Congress ordered the State Department to carry out the survey in 2012 to determine how many Palestinians, who are currently served by UNRWA, were actually refugees from 1948 and not their descendants. Instead of releasing the results of the report, President Barack Obama classified it citing national security concerns.

Already 50 members of Congress and one senator have urged President Donald Trump to declassify the report.

Schanzer and Goldberg assert that rather than hurting the Palestinians, exposing the “scam” of there being five million refugees by releasing the report would “unlock” the Palestinians’ potential and “create an opportunity for lasting peace.” It would also force Palestinian leadership to govern rather than perpetuate grievances with Israel.

By declassifying the report, Schanzer and Goldberg argue, Trump “can send a clear message to the millions living in Unrwa camps: Your leaders want to keep you in squalor, while America wants you to prosper.” They concluded, “It’s the most pro-Palestinian step an American president could take.”

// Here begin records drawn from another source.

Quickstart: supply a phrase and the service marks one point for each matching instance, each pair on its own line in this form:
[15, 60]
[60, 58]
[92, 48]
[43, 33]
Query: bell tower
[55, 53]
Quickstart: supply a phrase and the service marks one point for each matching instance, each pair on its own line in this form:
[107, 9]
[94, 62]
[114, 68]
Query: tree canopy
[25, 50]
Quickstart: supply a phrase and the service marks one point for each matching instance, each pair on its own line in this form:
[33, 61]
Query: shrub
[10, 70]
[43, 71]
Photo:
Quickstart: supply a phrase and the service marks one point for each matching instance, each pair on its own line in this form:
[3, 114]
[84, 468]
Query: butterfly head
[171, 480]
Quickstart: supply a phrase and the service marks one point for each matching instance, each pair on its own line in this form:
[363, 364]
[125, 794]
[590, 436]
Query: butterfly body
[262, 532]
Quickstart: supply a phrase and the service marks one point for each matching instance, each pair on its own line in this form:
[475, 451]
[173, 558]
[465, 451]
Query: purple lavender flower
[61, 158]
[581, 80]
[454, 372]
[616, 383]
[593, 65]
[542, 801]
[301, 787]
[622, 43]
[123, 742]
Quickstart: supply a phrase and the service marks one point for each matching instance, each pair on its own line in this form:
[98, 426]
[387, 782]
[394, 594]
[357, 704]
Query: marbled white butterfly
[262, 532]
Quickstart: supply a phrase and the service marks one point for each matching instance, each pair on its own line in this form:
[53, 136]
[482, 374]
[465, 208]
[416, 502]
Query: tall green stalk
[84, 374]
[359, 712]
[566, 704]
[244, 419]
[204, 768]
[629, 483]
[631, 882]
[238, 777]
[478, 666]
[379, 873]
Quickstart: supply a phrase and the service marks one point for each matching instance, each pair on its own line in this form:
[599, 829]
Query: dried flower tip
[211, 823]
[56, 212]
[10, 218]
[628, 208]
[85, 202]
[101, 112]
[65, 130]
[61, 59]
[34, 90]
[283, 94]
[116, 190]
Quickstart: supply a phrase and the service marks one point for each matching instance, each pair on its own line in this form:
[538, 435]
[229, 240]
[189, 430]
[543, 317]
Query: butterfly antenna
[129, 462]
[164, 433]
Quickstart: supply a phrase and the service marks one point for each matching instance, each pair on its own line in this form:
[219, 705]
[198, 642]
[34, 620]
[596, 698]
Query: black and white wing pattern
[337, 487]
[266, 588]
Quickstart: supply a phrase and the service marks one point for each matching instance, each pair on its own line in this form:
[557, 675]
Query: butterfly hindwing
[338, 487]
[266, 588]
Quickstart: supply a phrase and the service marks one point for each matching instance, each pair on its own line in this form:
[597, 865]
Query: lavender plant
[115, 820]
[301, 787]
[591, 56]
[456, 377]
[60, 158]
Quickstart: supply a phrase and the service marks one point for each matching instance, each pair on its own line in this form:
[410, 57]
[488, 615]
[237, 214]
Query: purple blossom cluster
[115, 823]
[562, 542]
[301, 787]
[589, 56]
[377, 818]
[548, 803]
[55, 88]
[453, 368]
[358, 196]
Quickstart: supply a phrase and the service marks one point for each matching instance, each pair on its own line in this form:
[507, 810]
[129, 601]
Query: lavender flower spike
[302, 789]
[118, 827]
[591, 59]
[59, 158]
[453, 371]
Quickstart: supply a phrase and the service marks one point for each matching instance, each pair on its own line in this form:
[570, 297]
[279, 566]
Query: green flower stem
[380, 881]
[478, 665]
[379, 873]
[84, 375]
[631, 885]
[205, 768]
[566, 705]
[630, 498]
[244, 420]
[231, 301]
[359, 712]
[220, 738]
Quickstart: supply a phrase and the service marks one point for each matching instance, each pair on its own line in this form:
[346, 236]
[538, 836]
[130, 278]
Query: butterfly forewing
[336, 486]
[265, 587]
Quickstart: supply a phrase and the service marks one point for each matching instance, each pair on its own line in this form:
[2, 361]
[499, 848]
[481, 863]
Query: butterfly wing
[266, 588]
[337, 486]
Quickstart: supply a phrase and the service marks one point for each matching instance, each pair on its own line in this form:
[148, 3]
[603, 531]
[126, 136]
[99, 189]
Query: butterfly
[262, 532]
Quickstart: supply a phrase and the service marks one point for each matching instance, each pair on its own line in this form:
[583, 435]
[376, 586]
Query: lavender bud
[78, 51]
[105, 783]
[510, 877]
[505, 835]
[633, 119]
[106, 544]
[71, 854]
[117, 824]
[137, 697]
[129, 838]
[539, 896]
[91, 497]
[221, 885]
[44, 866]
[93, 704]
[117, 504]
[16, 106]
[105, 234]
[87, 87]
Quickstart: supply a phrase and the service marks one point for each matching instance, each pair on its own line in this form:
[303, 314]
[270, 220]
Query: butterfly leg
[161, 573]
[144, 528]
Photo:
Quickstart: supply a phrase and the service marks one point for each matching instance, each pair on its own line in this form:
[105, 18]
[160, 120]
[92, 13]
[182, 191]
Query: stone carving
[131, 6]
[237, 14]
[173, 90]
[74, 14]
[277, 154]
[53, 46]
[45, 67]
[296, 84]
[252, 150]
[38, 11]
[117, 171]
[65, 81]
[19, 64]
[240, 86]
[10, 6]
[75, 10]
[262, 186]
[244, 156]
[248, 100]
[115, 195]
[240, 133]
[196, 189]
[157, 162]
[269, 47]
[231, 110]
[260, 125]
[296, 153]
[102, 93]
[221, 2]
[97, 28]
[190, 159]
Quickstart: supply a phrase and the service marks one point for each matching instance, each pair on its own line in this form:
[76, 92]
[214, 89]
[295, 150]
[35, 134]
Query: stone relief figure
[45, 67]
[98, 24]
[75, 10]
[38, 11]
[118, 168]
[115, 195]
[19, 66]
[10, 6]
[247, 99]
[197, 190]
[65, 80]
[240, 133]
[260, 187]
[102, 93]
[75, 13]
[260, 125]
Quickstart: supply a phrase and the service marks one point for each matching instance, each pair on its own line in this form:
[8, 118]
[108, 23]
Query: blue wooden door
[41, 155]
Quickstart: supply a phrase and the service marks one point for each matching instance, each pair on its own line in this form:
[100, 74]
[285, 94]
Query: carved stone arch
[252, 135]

Others have argued how UNRWA perpetuates the conflict between Israel and the Palestinians.

In May, newly appointed Swiss Foreign Minister Ignazio Cassis asked whether  “UNRWA is part of the solution or part of the problem.” He concluded that UNRWA had ““worked as a solution for a long time, but today it has become part of the problem.”

In September 2014, former MK Einat Wilf wrote, “Under a thin veil of humanitarian activities, UNRWA acts with a clear political agenda, aimed at perpetuating the situation of Palestinian refugees and fostering the dream of their return to Israel. ”

In The Real Palestinian Refugee Crisis, which was published in the May 2014 issue of The Tower Magazine, Asaf Romirowsky wrote:

For over six decades, the United Nations Relief and Works Agency for Palestine Refugees in the Near East has been a unique and uniquely troubled institution. It has unilaterally redefined the international definition of a refugee, expanded its mandate to include the construction of a massive social welfare and employment system, made itself the basis of at least one economy and an essential part of another, and allowed itself to become part of several terrorist movements, some dedicated to the destruction of a UN member state. Rather than being part of any conceivable solution, in other words, UNRWA sustains the problem it was supposed to help solve.

But more than anything else, UNRWA is the institutional foundation of one of the most persistent obstacles to peace in the Middle East. In its relentless defense of its own unique definition of a Palestinian refugee and its complete refusal to reconsider its demand for the “right of return,” it buttresses and perpetuates the Palestinians’ eternal sense of victimhood and the refugees’ narrative. This narrative accepts no responsibility whatsoever for the refugee problem, blaming it entirely on Israel, regardless of the decisions and actions of Palestinians and their leaders.